China Merchants Port Holdings (CM Port) has rejected an offer to acquire all the issued H shares in Dalian Port (PDA) Company, claiming it wants to “reduce the vicious competition of ports in Northeast China”.
The unconditional cash offer was made by China International Capital Corporation Hong Kong Securities Limited on behalf of Broadford Global Limited, which is a wholly owned subsidiary of China Merchants Group, to acquire all the issued H shares in PDA.
Bai Jingtao, managing director of CM Port, stated: “The major reason for the non-acceptance of mandatory unconditional cash offer from Dalian Port was that China Merchants Group has majority stake control on Liaoning Port Group Company Limited with CMPort as the trusteeship.
“Through the integration and coordination of ports, we will help to reduce the vicious competition of ports in Northeast China. Through the rational allocation and utilisation of port resources, we will provide better support for the North-South synergy of CMPort’s port business.”
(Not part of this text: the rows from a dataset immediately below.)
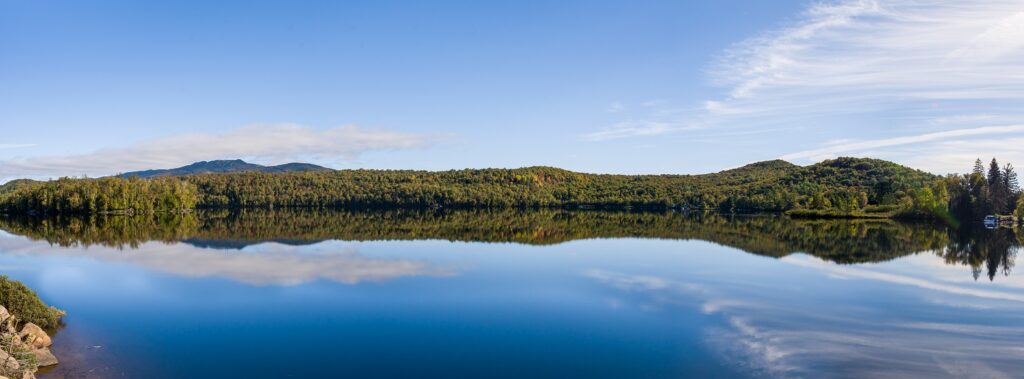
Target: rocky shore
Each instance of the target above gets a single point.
(24, 347)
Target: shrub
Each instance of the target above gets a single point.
(24, 303)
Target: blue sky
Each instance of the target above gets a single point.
(620, 87)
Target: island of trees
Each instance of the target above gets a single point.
(840, 187)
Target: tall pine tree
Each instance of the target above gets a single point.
(997, 192)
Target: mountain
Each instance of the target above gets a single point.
(844, 186)
(224, 166)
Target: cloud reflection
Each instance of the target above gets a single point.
(782, 331)
(263, 264)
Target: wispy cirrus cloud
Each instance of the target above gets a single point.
(895, 71)
(15, 145)
(275, 142)
(862, 145)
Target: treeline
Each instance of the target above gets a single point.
(108, 195)
(845, 185)
(842, 241)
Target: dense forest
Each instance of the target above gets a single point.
(842, 241)
(841, 187)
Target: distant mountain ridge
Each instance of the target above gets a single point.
(224, 166)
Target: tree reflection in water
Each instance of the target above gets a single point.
(839, 241)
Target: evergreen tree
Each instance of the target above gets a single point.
(1010, 179)
(997, 192)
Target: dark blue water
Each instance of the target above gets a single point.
(594, 307)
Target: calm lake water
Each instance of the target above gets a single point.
(541, 294)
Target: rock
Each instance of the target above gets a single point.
(44, 358)
(9, 362)
(35, 337)
(7, 320)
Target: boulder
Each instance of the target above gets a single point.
(9, 362)
(44, 358)
(7, 321)
(35, 337)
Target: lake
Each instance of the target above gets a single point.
(512, 294)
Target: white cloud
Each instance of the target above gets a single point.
(279, 142)
(15, 145)
(882, 68)
(833, 150)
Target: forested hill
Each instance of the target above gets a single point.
(226, 166)
(841, 186)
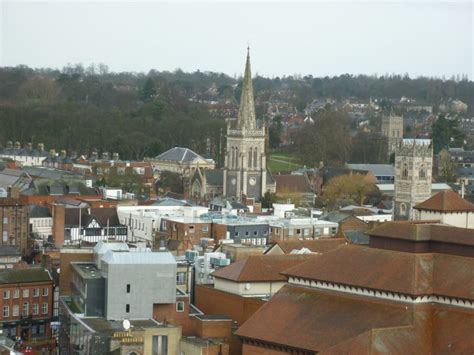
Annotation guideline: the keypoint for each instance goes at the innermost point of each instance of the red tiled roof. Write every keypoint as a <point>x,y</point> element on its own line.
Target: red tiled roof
<point>291,183</point>
<point>260,268</point>
<point>312,320</point>
<point>446,201</point>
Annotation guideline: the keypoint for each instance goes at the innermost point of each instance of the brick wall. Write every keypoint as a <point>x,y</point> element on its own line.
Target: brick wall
<point>216,302</point>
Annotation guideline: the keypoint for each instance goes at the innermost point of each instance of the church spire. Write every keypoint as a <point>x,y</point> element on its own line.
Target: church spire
<point>246,118</point>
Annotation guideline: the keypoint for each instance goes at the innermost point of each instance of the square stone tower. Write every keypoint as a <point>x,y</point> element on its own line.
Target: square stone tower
<point>413,168</point>
<point>392,128</point>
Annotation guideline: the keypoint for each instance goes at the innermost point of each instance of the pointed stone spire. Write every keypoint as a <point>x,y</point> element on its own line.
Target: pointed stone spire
<point>246,118</point>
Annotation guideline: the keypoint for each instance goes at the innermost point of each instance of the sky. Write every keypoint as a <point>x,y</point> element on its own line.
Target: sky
<point>320,38</point>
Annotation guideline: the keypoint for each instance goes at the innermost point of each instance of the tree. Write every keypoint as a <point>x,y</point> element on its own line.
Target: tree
<point>148,91</point>
<point>445,134</point>
<point>446,167</point>
<point>327,140</point>
<point>348,187</point>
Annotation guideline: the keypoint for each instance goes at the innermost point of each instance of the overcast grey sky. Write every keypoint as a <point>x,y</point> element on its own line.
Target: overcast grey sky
<point>321,38</point>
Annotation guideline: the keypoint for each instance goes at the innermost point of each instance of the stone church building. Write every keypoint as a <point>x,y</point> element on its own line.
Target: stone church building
<point>245,173</point>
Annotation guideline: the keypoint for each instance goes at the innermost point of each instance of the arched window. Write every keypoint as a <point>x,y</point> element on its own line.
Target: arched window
<point>403,209</point>
<point>422,173</point>
<point>405,171</point>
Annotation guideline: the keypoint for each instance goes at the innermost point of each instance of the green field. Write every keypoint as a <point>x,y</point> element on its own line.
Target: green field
<point>283,162</point>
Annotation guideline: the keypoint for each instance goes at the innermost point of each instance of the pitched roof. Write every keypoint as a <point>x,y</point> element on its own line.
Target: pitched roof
<point>260,268</point>
<point>307,319</point>
<point>179,154</point>
<point>322,245</point>
<point>292,183</point>
<point>446,201</point>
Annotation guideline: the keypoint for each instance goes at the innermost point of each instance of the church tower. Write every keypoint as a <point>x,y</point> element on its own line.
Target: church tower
<point>245,166</point>
<point>413,167</point>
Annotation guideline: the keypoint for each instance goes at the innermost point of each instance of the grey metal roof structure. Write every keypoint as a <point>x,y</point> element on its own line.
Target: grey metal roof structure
<point>376,169</point>
<point>134,258</point>
<point>179,154</point>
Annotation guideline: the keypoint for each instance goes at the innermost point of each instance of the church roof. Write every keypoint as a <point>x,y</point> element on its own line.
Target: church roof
<point>179,154</point>
<point>446,201</point>
<point>246,118</point>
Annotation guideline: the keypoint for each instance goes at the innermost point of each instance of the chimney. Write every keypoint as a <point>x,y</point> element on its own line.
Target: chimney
<point>13,192</point>
<point>59,216</point>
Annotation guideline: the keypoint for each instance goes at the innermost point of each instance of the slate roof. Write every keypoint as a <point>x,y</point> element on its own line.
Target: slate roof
<point>179,154</point>
<point>446,201</point>
<point>37,211</point>
<point>376,169</point>
<point>214,177</point>
<point>24,275</point>
<point>260,268</point>
<point>292,183</point>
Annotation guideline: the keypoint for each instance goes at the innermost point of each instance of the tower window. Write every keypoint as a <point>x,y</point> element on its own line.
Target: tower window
<point>422,173</point>
<point>405,171</point>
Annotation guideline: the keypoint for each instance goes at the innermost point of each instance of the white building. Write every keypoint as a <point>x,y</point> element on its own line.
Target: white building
<point>448,207</point>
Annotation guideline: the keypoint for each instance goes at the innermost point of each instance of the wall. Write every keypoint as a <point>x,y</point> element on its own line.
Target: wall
<point>156,284</point>
<point>236,307</point>
<point>65,276</point>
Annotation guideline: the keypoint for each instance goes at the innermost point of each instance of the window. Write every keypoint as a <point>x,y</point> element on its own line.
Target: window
<point>26,309</point>
<point>181,278</point>
<point>180,306</point>
<point>159,345</point>
<point>405,171</point>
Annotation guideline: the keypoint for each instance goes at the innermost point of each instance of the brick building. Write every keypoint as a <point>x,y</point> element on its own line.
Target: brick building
<point>27,306</point>
<point>14,224</point>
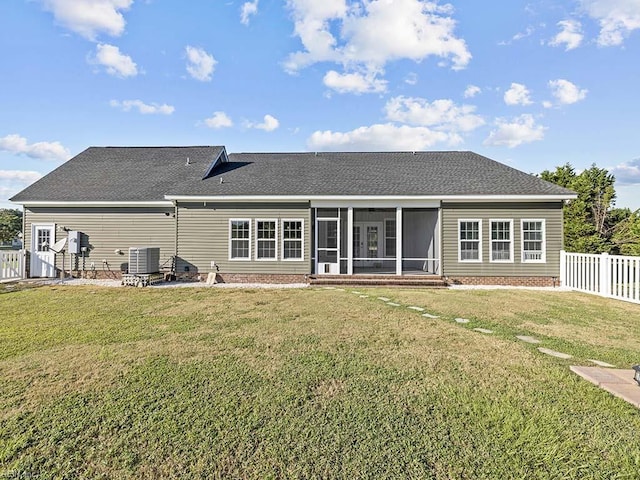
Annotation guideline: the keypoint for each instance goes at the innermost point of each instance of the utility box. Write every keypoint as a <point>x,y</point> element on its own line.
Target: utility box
<point>73,242</point>
<point>144,260</point>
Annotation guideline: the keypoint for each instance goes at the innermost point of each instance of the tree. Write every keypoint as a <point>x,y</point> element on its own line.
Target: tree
<point>587,219</point>
<point>10,224</point>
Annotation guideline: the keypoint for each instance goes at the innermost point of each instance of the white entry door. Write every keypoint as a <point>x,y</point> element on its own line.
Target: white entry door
<point>43,260</point>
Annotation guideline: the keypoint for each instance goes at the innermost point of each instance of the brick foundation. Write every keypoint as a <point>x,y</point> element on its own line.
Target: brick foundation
<point>506,281</point>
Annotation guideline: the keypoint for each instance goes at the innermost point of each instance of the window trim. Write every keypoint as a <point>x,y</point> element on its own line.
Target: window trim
<point>543,258</point>
<point>275,240</point>
<point>479,260</point>
<point>282,239</point>
<point>239,259</point>
<point>511,240</point>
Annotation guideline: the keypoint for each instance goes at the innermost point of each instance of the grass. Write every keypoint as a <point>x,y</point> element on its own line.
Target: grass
<point>313,383</point>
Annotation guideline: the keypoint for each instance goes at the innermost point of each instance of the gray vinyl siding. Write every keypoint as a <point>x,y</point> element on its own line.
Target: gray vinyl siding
<point>550,212</point>
<point>108,229</point>
<point>204,237</point>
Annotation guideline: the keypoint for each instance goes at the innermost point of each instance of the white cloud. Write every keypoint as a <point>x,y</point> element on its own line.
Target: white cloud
<point>248,9</point>
<point>19,176</point>
<point>90,17</point>
<point>17,144</point>
<point>442,114</point>
<point>379,137</point>
<point>566,92</point>
<point>518,94</point>
<point>627,173</point>
<point>354,82</point>
<point>115,62</point>
<point>144,108</point>
<point>218,120</point>
<point>522,129</point>
<point>200,64</point>
<point>369,34</point>
<point>617,19</point>
<point>570,35</point>
<point>471,91</point>
<point>269,124</point>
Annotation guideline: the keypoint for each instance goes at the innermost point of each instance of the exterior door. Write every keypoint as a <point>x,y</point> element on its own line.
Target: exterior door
<point>328,248</point>
<point>43,260</point>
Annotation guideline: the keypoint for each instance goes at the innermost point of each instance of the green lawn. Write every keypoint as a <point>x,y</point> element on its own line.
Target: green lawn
<point>313,383</point>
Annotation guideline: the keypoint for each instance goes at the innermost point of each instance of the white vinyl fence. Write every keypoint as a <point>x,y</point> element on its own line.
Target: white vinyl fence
<point>613,276</point>
<point>12,264</point>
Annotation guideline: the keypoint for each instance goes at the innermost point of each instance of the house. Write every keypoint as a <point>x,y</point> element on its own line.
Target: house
<point>281,217</point>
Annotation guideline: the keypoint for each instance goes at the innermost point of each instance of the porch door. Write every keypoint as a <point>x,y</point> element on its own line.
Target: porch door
<point>42,258</point>
<point>328,246</point>
<point>367,242</point>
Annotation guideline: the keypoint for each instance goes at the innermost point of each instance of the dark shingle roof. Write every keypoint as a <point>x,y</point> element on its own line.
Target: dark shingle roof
<point>150,173</point>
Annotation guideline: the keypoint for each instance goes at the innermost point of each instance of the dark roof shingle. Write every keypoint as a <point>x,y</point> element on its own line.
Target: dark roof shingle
<point>150,173</point>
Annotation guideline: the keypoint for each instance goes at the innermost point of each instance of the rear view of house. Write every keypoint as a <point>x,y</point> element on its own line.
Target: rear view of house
<point>283,217</point>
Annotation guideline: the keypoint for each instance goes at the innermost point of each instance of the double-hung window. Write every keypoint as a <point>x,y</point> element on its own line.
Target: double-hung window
<point>292,239</point>
<point>266,239</point>
<point>501,240</point>
<point>240,239</point>
<point>470,240</point>
<point>533,241</point>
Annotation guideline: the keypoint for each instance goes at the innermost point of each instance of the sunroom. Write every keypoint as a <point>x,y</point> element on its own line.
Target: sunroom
<point>386,240</point>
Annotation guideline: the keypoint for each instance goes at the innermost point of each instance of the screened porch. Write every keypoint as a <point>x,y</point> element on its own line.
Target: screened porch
<point>390,241</point>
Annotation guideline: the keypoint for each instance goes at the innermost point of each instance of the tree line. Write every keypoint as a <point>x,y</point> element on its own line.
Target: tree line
<point>591,222</point>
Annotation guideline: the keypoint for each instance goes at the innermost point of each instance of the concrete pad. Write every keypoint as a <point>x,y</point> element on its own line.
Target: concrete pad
<point>483,330</point>
<point>553,353</point>
<point>618,382</point>
<point>601,363</point>
<point>528,339</point>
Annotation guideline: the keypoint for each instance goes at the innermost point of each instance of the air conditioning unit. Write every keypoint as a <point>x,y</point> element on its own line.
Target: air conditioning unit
<point>143,260</point>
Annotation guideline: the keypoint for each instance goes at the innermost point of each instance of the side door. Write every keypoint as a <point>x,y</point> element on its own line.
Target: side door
<point>43,260</point>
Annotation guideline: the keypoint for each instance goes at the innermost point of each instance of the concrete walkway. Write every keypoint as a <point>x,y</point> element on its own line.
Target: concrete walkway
<point>616,381</point>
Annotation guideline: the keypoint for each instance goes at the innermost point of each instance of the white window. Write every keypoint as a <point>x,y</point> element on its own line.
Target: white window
<point>390,237</point>
<point>470,240</point>
<point>533,241</point>
<point>266,239</point>
<point>240,239</point>
<point>292,239</point>
<point>501,241</point>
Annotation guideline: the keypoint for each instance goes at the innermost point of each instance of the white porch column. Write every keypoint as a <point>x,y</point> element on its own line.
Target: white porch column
<point>350,241</point>
<point>398,240</point>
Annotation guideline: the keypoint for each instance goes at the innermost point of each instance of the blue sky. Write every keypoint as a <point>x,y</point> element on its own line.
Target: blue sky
<point>534,84</point>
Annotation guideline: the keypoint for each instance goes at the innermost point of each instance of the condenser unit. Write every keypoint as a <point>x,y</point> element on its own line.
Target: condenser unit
<point>144,260</point>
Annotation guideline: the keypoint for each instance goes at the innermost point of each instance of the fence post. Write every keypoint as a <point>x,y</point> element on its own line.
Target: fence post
<point>605,275</point>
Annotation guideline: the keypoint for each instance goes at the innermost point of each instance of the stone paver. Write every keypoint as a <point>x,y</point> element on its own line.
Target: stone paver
<point>600,363</point>
<point>553,353</point>
<point>528,339</point>
<point>618,382</point>
<point>483,330</point>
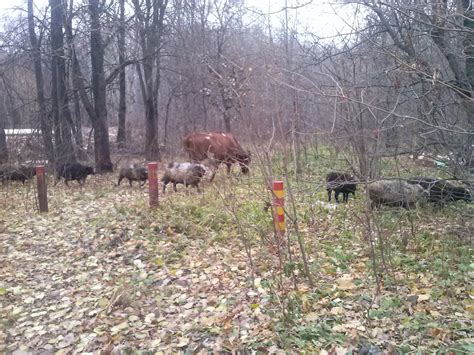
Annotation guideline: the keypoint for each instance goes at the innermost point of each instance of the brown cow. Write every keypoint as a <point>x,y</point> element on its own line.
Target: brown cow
<point>218,148</point>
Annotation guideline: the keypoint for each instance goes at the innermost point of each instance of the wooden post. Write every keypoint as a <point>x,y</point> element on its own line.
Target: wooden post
<point>279,203</point>
<point>153,184</point>
<point>42,193</point>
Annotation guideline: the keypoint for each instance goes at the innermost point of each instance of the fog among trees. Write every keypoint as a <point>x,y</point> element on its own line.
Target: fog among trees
<point>104,77</point>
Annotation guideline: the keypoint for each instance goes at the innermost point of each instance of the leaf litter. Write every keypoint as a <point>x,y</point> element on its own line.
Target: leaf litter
<point>103,272</point>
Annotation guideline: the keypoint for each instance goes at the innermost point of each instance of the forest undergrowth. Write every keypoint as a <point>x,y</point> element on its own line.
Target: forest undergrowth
<point>204,271</point>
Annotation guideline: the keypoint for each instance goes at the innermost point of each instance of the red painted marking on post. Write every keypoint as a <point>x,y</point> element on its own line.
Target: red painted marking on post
<point>277,185</point>
<point>153,184</point>
<point>278,205</point>
<point>42,192</point>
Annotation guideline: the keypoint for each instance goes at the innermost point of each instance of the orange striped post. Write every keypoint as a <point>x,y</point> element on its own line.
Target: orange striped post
<point>42,193</point>
<point>153,184</point>
<point>278,203</point>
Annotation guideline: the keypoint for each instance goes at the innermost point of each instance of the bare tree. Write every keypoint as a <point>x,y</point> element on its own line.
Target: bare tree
<point>99,115</point>
<point>150,26</point>
<point>60,101</point>
<point>122,112</point>
<point>40,97</point>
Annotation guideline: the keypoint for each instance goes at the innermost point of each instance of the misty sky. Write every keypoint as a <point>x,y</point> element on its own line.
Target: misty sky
<point>324,18</point>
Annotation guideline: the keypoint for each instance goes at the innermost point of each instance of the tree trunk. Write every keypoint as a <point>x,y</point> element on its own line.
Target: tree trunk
<point>45,124</point>
<point>121,135</point>
<point>61,112</point>
<point>150,29</point>
<point>3,139</point>
<point>99,120</point>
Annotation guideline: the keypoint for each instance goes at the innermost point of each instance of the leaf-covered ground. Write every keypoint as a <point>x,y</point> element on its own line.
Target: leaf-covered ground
<point>101,271</point>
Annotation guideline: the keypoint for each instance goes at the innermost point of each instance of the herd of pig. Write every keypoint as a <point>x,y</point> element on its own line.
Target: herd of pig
<point>217,148</point>
<point>188,174</point>
<point>398,192</point>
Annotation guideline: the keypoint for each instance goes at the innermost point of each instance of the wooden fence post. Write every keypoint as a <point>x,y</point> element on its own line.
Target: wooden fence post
<point>42,192</point>
<point>153,183</point>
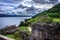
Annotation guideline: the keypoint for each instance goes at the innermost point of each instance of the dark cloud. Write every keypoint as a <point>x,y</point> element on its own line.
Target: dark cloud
<point>32,8</point>
<point>11,1</point>
<point>43,1</point>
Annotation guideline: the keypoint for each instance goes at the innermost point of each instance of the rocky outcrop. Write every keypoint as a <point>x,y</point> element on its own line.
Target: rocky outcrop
<point>45,31</point>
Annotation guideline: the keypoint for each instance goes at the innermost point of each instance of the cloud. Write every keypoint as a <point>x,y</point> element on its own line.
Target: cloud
<point>45,1</point>
<point>26,6</point>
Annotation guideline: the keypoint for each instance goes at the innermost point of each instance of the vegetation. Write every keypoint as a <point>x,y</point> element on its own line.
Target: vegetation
<point>16,35</point>
<point>52,14</point>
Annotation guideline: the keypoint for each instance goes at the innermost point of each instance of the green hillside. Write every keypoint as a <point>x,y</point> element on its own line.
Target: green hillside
<point>53,14</point>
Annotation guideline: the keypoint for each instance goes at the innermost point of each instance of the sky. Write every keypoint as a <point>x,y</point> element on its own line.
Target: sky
<point>26,5</point>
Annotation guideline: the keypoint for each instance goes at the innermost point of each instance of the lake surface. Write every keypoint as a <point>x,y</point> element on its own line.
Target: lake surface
<point>7,21</point>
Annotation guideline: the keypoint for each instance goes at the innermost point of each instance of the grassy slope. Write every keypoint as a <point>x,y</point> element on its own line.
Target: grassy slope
<point>54,13</point>
<point>23,28</point>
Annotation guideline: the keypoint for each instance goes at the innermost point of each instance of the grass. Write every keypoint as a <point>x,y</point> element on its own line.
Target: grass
<point>56,20</point>
<point>22,28</point>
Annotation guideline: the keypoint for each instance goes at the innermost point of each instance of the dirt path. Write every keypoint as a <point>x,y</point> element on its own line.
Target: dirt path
<point>7,38</point>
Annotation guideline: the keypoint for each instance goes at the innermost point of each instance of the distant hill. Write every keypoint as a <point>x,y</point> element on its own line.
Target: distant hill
<point>4,15</point>
<point>53,13</point>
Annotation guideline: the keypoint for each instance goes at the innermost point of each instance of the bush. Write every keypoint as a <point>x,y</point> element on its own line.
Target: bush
<point>21,24</point>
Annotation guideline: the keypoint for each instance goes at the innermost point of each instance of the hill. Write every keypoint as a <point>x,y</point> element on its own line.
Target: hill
<point>53,13</point>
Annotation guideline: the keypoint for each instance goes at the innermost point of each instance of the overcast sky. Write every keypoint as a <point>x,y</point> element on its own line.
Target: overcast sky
<point>11,4</point>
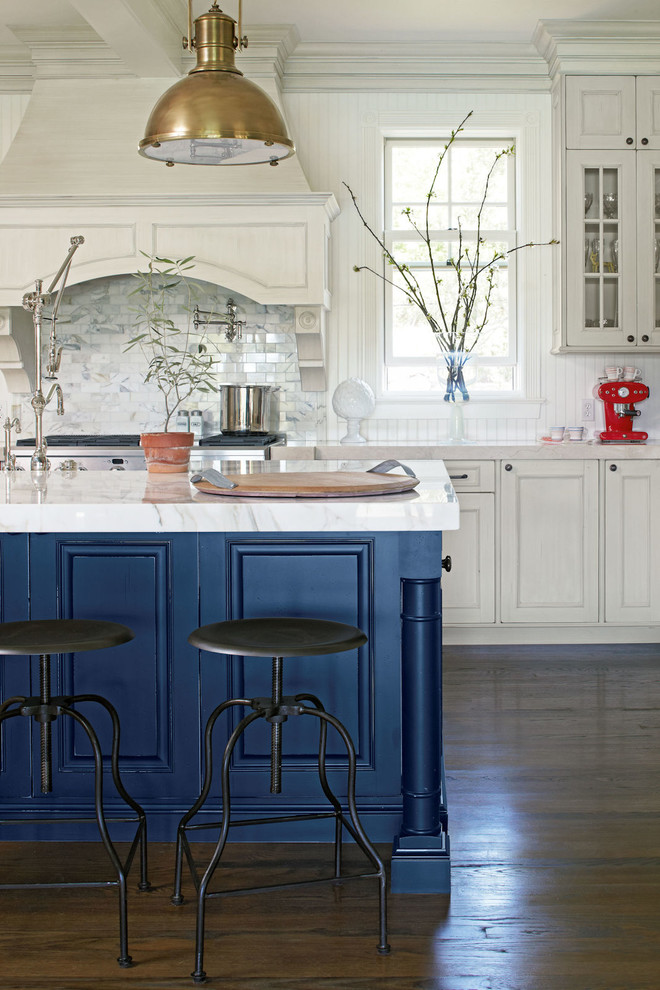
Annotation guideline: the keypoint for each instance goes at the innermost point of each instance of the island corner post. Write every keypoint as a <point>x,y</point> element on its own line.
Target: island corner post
<point>420,854</point>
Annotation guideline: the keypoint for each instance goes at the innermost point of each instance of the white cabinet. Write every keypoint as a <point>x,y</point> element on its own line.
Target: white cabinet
<point>613,112</point>
<point>631,495</point>
<point>468,590</point>
<point>611,214</point>
<point>549,541</point>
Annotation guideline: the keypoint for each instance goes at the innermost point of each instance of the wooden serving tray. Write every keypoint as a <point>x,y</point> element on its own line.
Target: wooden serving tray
<point>307,484</point>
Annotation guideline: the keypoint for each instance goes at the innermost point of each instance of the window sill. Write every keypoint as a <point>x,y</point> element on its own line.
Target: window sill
<point>407,407</point>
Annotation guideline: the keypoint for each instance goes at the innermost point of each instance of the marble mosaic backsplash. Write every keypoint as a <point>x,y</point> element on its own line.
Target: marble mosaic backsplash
<point>103,384</point>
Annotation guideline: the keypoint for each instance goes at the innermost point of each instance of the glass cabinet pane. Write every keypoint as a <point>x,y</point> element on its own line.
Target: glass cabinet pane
<point>601,246</point>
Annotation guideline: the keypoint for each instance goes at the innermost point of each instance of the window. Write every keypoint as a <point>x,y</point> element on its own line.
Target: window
<point>411,352</point>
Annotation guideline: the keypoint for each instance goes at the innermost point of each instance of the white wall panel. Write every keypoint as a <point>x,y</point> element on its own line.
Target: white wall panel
<point>335,134</point>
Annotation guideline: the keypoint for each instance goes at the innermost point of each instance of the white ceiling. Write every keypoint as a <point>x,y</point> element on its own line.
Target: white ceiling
<point>338,21</point>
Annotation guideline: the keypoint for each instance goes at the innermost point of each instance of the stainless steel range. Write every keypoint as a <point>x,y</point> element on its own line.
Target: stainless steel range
<point>122,452</point>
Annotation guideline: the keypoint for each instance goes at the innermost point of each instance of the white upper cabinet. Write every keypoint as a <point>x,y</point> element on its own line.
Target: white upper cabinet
<point>613,113</point>
<point>611,214</point>
<point>600,112</point>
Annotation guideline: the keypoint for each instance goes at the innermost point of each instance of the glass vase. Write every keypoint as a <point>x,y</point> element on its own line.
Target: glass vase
<point>450,370</point>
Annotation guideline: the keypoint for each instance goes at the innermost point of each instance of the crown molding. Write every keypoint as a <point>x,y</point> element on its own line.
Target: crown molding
<point>16,70</point>
<point>599,47</point>
<point>72,52</point>
<point>414,66</point>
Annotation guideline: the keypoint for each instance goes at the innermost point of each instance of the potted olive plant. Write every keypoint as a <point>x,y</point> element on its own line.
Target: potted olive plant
<point>178,359</point>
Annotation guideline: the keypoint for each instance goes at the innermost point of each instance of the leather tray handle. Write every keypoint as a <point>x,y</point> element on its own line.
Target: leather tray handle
<point>386,466</point>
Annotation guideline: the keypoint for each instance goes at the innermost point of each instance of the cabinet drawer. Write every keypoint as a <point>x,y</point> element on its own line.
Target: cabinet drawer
<point>472,476</point>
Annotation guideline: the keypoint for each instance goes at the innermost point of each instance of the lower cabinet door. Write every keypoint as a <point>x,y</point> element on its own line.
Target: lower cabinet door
<point>468,590</point>
<point>632,536</point>
<point>549,541</point>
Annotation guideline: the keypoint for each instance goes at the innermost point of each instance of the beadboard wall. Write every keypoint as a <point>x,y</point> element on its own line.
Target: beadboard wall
<point>335,134</point>
<point>103,385</point>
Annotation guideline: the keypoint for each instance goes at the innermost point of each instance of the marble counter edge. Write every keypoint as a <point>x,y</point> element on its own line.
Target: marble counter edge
<point>470,451</point>
<point>133,502</point>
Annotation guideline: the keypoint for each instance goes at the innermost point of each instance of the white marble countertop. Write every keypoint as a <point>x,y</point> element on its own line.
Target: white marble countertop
<point>135,501</point>
<point>466,451</point>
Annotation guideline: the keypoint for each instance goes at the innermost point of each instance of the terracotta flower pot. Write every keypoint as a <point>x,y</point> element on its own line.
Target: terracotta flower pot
<point>167,453</point>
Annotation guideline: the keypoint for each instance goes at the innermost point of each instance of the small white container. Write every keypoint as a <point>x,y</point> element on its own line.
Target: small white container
<point>196,423</point>
<point>182,421</point>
In June this year, Liaoning SASAC agreed to transfer 1.1% equity interest in Liaoning PG to Broadford. However, Broadford already held 21.5% H Shares of Dalian Port through CMPort, giving it a total of 68.37% of the total issued share capital of Dalian Port.
Under the relevant rules and regulations, Broadford was required to make a mandatory unconditional cash offer as a result for all outstanding H Shares.
For the first three quarters of 2019, CMPort’s container throughput volume recorded a steady growth of 1.8% to 82.09m teu. Volumes in mainland China increased by 2.2% while throughput in overseas regions was up by 3.1% year-on-year.